Example: Cheating among students has some print errors - however even after fixing them, I still can't get the example to run due to an eval() error.

---------------------------------------------------------------------------
AttributeError                            Traceback (most recent call last)
<ipython-input-51-4e14523833b7> in <module>()
      2     observed_proportion_val = observed_proportion_calc(t_a=true_answers,
      3                                                        fc=first_coin_flips,
----> 4                                                        sc=second_coin_flips)
      5     print(observed_proportion_val)

<ipython-input-50-f15116f73129> in observed_proportion_calc(t_a, fc, sc)
     13     """
     14     observed = fc * t_a + (1 - fc) * sc
---> 15     observed_proportion = np.sum(observed.eval()) / float(N)
     16 
     17     return observed_proportion

AttributeError: 'numpy.ndarray' object has no attribute 'eval'

challenger_data = np.genfromtxt("challenger_data.csv", skip_header=1 -> challenger_data = np.genfromtxt("data/challenger_data.csv", skip_header=1,


Does this need google.colab as a dependency?


Locally, I am running 0.3.0 tensorflow. The API for Normal in my version is loc, scale, and it looks like it is on nightly tfp. Can you update to that version?


I'm getting a step_size error when setting up the chain:

ValueError: Variable step_size already exists, disallowed. Did you mean to set reuse=True or reuse=tf.AUTO_REUSE in VarScope? Originally defined at:

  File "<ipython-input-36-5a0b0de50bb6>", line 31, in <module>
    trainable=False)
  File "/Users/camerondavidson-pilon/.virtualenvs/data3/lib/python3.6/site-packages/IPython/core/interactiveshell.py", line 2910, in run_code
    exec(code_obj, self.user_global_ns, self.user_ns)
  File "/Users/camerondavidson-pilon/.virtualenvs/data3/lib/python3.6/site-packages/IPython/core/interactiveshell.py", line 2850, in run_ast_nodes
    if self.run_code(code, result):

Edit:

Seeing your new comments now, okay 👌

matthew-mcateer commented 5 years ago

@CamDavidsonPilon Glad to see those preliminary requests were to your liking.

matthew-mcateer commented 5 years ago

With a lot of the notebooks, it turned out that I had accidentally sent pull requests for the wrong version (which is apparently something that can happen when you're working with both local jupyter and online Google Colab).

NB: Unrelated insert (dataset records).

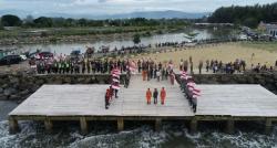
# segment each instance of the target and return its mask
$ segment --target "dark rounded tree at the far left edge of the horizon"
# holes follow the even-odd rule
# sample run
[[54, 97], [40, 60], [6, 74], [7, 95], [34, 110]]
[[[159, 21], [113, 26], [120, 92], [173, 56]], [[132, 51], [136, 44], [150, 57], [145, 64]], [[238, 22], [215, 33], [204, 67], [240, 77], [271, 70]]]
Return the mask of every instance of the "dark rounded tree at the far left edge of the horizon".
[[12, 14], [2, 15], [1, 22], [3, 27], [20, 27], [22, 24], [22, 21]]

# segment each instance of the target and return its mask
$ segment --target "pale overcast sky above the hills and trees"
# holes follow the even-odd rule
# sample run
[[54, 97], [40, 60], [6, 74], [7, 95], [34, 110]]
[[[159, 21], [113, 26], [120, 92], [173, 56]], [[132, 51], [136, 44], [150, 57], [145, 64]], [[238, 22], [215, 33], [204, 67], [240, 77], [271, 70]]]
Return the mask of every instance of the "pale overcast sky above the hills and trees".
[[117, 14], [176, 10], [213, 12], [219, 7], [273, 3], [276, 0], [0, 0], [0, 13], [18, 15]]

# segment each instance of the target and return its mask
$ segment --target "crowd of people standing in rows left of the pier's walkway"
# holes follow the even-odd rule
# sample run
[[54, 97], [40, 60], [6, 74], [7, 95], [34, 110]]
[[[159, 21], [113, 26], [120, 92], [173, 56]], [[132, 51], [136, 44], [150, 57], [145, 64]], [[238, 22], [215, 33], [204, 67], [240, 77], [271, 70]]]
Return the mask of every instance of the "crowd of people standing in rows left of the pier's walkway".
[[29, 64], [38, 74], [106, 74], [113, 67], [126, 72], [129, 60], [72, 60], [68, 57], [54, 57], [48, 60], [30, 60]]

matthew-mcateer commented 5 years ago

With two of the notebooks, I added the pull requests prematurely, because within these notebooks I include links to Github at the top of the notebook, and using the github link as a placeholder (i.e., linking directly to the notebook in the PR), was the most effective way we had at making sure a user could conceivably view any version of the notebook they wanted, whether that was a local copy, a copy in Github, or a copy in Colab.

matthew-mcateer commented 5 years ago

So with that in mind, we've seen a lot of the errors in the current pull request. We're going to be uploading much more stable versions in the near future (i.e., by week's end). We'll alert you when we've done so, @CamDavidsonPilon . It turned out the "Complete" notebooks weren't as complete in PR 13ec2c5 as we initially thought. This should be fixed soon and we'll make those PRs with the notebooks that have been vetted and tested in multiple environments.

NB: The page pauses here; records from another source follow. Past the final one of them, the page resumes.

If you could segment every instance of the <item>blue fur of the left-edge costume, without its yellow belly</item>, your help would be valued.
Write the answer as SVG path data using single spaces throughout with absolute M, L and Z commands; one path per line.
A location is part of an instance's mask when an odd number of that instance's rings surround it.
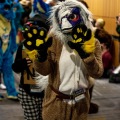
M 16 44 L 16 28 L 14 23 L 15 13 L 13 11 L 12 2 L 12 0 L 5 0 L 4 3 L 0 3 L 0 14 L 10 20 L 11 23 L 9 44 L 5 53 L 2 51 L 2 41 L 0 38 L 0 74 L 3 73 L 3 80 L 7 89 L 7 94 L 9 96 L 17 96 L 18 92 L 15 88 L 14 74 L 12 71 L 14 59 L 13 54 L 18 47 Z M 9 9 L 5 9 L 6 5 Z

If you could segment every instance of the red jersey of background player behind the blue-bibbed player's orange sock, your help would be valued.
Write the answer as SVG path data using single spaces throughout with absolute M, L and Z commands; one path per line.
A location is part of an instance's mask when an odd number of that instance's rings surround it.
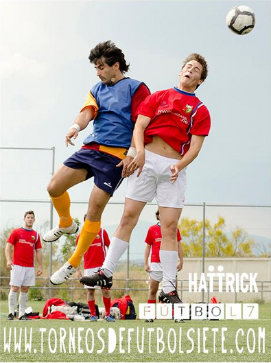
M 80 233 L 76 238 L 78 244 Z M 110 239 L 105 229 L 99 230 L 99 235 L 94 239 L 89 249 L 84 254 L 84 269 L 101 267 L 106 258 L 106 248 L 110 245 Z

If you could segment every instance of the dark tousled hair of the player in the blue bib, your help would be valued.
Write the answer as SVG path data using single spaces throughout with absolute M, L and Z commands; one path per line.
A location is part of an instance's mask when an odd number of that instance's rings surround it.
M 110 67 L 119 62 L 119 70 L 121 73 L 125 73 L 129 69 L 129 64 L 126 63 L 125 56 L 121 49 L 115 46 L 112 40 L 107 40 L 106 42 L 99 43 L 95 48 L 91 49 L 89 54 L 89 60 L 94 65 L 97 62 L 101 62 L 101 58 L 106 60 L 106 64 Z

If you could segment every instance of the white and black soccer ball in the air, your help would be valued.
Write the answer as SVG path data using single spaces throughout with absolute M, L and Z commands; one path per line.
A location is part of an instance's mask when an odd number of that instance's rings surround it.
M 236 34 L 248 34 L 254 28 L 255 14 L 246 5 L 235 6 L 226 16 L 226 24 Z

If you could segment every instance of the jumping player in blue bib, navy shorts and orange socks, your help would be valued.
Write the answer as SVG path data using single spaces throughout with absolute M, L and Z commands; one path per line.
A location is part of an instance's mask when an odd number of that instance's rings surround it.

matthew-mcateer commented 5 years ago

Also, @CamDavidsonPilon, in these notebooks, in additon to the replacement o PyMC & SciPy with TFP, we're also working on replacing a majority of the Numpy code with Tensorflow and TFP as well. We just figured we'd update everyone on the scope change.

matthew-mcateer commented 5 years ago

Hey @CamDavidsonPilon , Here's a new version of the PR. We decided that it would probably be easier on you if just one chapter was committed at a time. With that in mind, here is a revised chapter 1 (which now includes some of the best practices for TFP semantics, AND also runs in both Graph and Eager mode for Tensorflow). A lot of the plotting has been updated as well.

CamDavidsonPilon commented 5 years ago

Hey @matthew-mcateer, looks great! Runs fine for me. Code looks good too.

Merging the first chapter - excited to see the others next!